It is not unusual for a public sector banker to head a private sector bank. There have been several recent examples of such transitions — Prashant Kumar, who was a deputy managing director at State Bank of India, took charge of the troubled YES Bank and CVR Rajendran, former CMD of Andhra Bank, was appointed as the managing director (MD) and chief executive officer (CEO) of CSB Bank (formerly known as Catholic Syrian Bank).
So why are investors jittery about former Indian Overseas Bank CEO R Subramaniakumar’s appointment as the MD and CEO of RBL Bank? The announcement of his appointment came over the weekend, and the RBL stock tanked over 22 per cent on Monday even before he took charge. He is expected to take charge in the next few days.
A CLSA note explains the issue. “Historically, ex-public sector bankers have been appointed as heads of financial institutions with weak asset quality and governance, like YES Bank, Lakshmi Vilas Bank and others. Hence Mr Subramaniakumar’s appointment as the MD & CEO of RBL Bank raises many questions,” it said.
In other words, Subramaniakumar’s appointment is being seen as a signal of some sort of a bigger problem at RBL, which had suffered a ballooning of bad loans, than is publicly known.
That perception has been created because Subramaniakumar, who retired as MD and CEO of Indian Overseas Bank in June 2019, is known as something of a “bad loan” clean-up expert. Prior to this, he was appointed by the Reserve Bank of India as the administrator of Dewan Housing Finance Corporation Ltd after the mortgage lender’s board was superseded. He is widely credited for a speedy resolution of the housing finance company’s bad loan problem before it was taken over by Piramal Enterprises.

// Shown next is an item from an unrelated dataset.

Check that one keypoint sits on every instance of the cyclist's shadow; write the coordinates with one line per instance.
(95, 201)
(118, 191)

Several analysts say asset quality concerns at RBL are overblown. “Given the recent performance of the bank on asset quality, we don’t think there are any fresh concerns on this parameter. The corporate book has held up well in recent quarters and we are seeing an improvement in NPL ratios in all other key portfolios as well,” Kotak Securities said in a note.
In an interview to Business Standard on Monday, both Subramaniakumar and interim MD and CEO Rajeev Ahuja highlighted the bank’s declining trajectory of bad loans and said credit costs will fall further in the current financial year.
“We had no divergence for the past several years. Our net restructured book at 2.6 per cent is one of the lowest in the industry. Moreover, that is substantially secured now. The unsecured bit has been provided for,” Rajeev Ahuja said.
Subramaniakumar emphasised the fact that his appointment is not linked to asset quality. “The market perception of asset quality is inaccurate,” he said emphatically.
A banker with 40 years of experience, Subramaniakumar’s career began with Punjab National Bank in 1980, where he was known for revamping the IT infrastructure.
The background of his appointment at RBL is, however, interesting. In December last year, the RBI nominated one of its chief general managers, Yogesh Dayal, to the RBL board as independent director. Following that, then MD and CEO Vishwavir Ahuja went on indefinite leave. Ahuja, a former Bank of America India CEO, is credited with changing the sleepy Kohlapur-based old-generation private sector lender Ratnakar Bank into the swanky new-age RBL Bank in his 12-year tenure but the write off of a Rs 300 crore bad loan within seven months of being sanctioned blotted his record.
One of the concerns among investors is whether the new management will continue with those of Vishwavir Ahuja’s policies that have yielded rich dividends for the bank. For example, will the focus on the highly profitable credit card and microfinance businesses continue? Or the partnership with Bajaj Finance?
Subramaniakumar and Rajeev Ahuja both indicated that those policies will continue. At the same time, a blueprint is being drawn up to create RBL Bank 2.0 — which aims to build on the foundation of 1.0. As Rajeev Ahuja said, the idea is to develop other retail businesses, such as expanding the rural footprint and vehicle finance, and retaining the edge the bank has created over the past several years in cards, microfinance and the technology.
Subramaniakumar’s task, therefore, is to ensure continuity and change. At least in the near term, the going may not be easy for the veteran banker. But he’s faced tougher challenges in his time.